異動・配置換え・職種変更・工程変更の際に見落とされやすいポイントです。


実施方法・担当者・時間の定め

実施形式

法令は教育方法を限定していません。以下の方法がいずれも認められます。

  • 集合研修(講師による対面教育)
  • OJT(現場での直接指導)
  • e-ラーニング・映像教材を使ったオンライン講習
  • 資料配布と理解確認テストの組み合わせ

担当者の資格要件

雇入れ時教育の担当者には、特別教育のような法定の資格要件(安衛則第37条)はありません。ただし、教育内容を正確に伝えられる者が実施することが求められます。


記録保存は義務か

結論:雇入れ時教育の記録保存について、法令上の明文規定はありません。

特別教育との違いを整理します。

教育の種類記録保存義務根拠
特別教育あり(3年間)労働安全衛生規則第38条
雇入れ時教育(本記事)なし明文規定なし
職長教育なし明文規定なし
能力向上教育なし明文規定なし

ただし、以下の理由から実務上は永年保存を強く推奨します

  • 労働災害発生時の安全配慮義務の証明:記録がなければ「実施していない」と同じ状況になる
  • 労働基準監督署の調査への対応:口頭説明だけでは証明力が弱い
  • 民事損害賠償への対応:不法行為の消滅時効は最長20年(民法第724条の2)

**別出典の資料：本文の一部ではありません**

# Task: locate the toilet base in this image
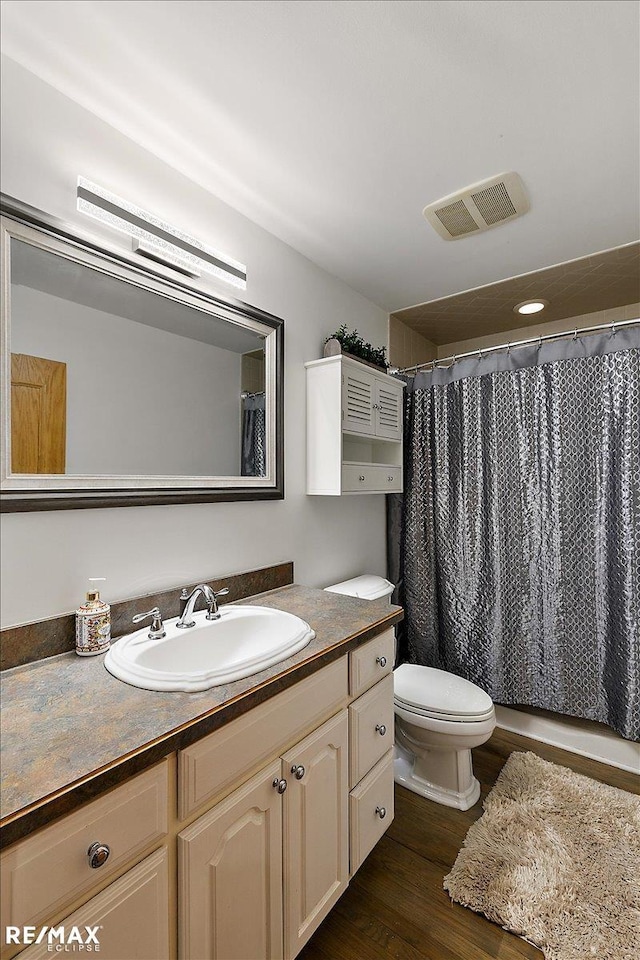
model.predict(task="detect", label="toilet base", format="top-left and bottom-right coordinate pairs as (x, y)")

記録に含めるべき情報:実施日・実施時間・教育内容・参加者氏名・担当講師・使用教材


未実施の場合の罰則

雇入れ時教育を実施しなかった場合、労働安全衛生法第119条により以下の罰則が適用されます。

次の各号のいずれかに該当する者は、六月以下の懲役又は五十万円以下の罰金に処する。(第一号:第59条違反を含む)

また労働安全衛生法第122条(両罰規定)により、違反行為者個人だけでなく法人(会社)にも同額の罰金が科される場合があります。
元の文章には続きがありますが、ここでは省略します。